Test different input sequence lengths for Llama #1070

pmarkovicTT · 2025-01-20T16:23:04Z

Add test to make sure Llama compiles and run fwd pass with different input sequence lengths as we will have inputs of various lengths during training.

Close #1071

forge/test/mlir/llama/test_llama_inference.py

nvukobratTT · 2025-01-20T17:11:52Z

forge/test/mlir/llama/test_llama_inference.py

+    ],
+)
+@pytest.mark.parametrize("seq_len", [1, 2, 4, 7, 8, 16, 28, 32, 63, 64, 99, 117, 128, 256, 341, 512, 1024, 1790, 2048])
+@pytest.mark.skip(reason="No need to run in CI as it takes a long time to run.")


My recommendation is to choose which of these will be part of the training focus, instead of skipping it entirely.

E.g. if we're going to focus on training 2048 seq len model, let's fully compile and run as part of push CI that variant alone.

That's right - understanding which sequence length is relevant for Llama finetuning is one of the training team's tasks.
Once we establish which set of seq lengths is needed, we will continue with PCC tests and run as part of CI.

Agree as well, will update seq_len parameters with required ones for training once we choose them (we will run some experiments separately).

This is updated to use only dim sizes we care about. Additionally, I setup only one hidden layer to be used for test to speed it up (while I also ran full model test locally to make sure it passes).

nvukobratTT · 2025-01-20T17:13:25Z

forge/test/mlir/llama/test_llama_inference.py

+    input_ids = tokenizer(prompt, padding="max_length", truncation=True, return_tensors="pt").input_ids
+
+    # Compile the model and run fwd pass
+    compiled_model = forge.compile(framework_model, input_ids)


Do we want to test out bwd compile/run as well?

One general question, is there a clean way to test a backward part of a graph in isolation? For example, our compile should return compiled context that contains information about each compiled component (e.g. fwd, bwd, loss, etc.).

Therefore, is there a clean way to just call the bwd part of the graph with random inputs, without a need to run the forward part, and initialize the loss and optimizer part of the training workflow?
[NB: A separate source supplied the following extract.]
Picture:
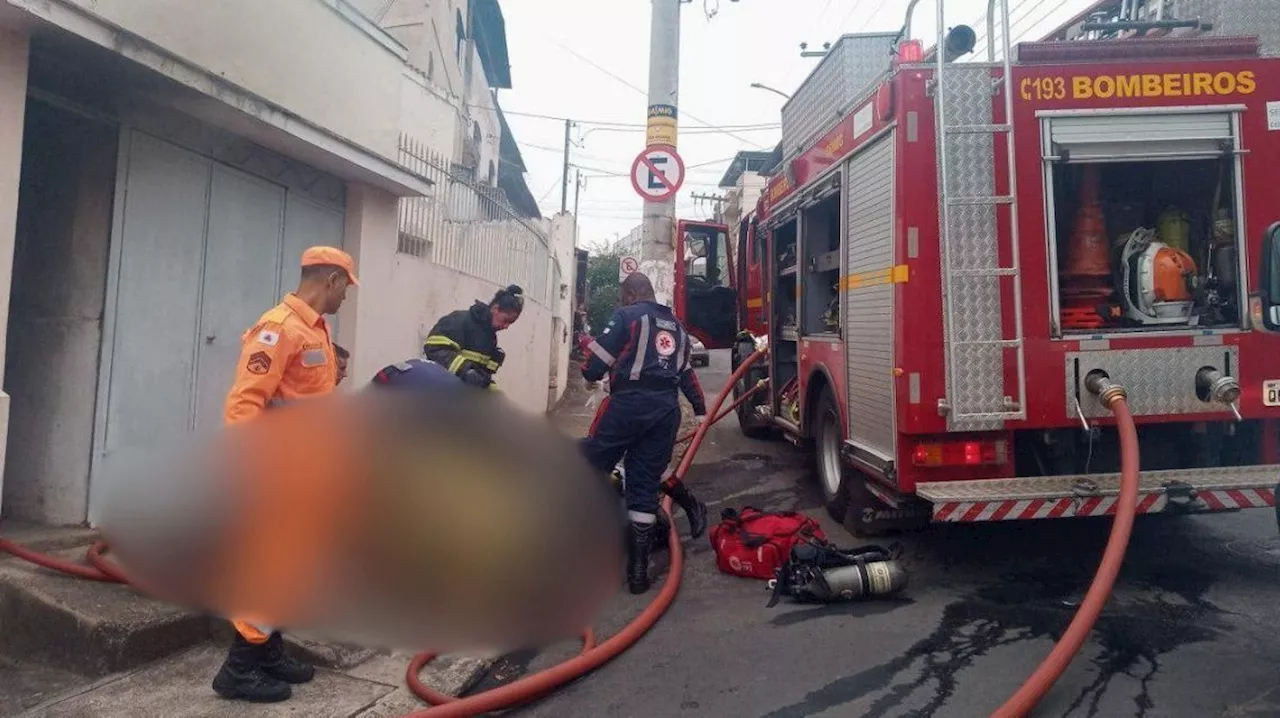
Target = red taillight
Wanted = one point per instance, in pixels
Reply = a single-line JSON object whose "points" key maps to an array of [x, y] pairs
{"points": [[961, 453], [910, 51]]}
Note: this is not a requirement for this PR, just a general question that can be useful here as well. I.e. can we have granular tests that target specific functionality, rather than the whole workflow (only the bwd part of the model). I see this as especially useful for bwd generallity push in the future. cc @vladimirjovanovicTT

I think this is a must-have functionality as part of our training generality/BFS effort.
Let's discuss the implementation details offline.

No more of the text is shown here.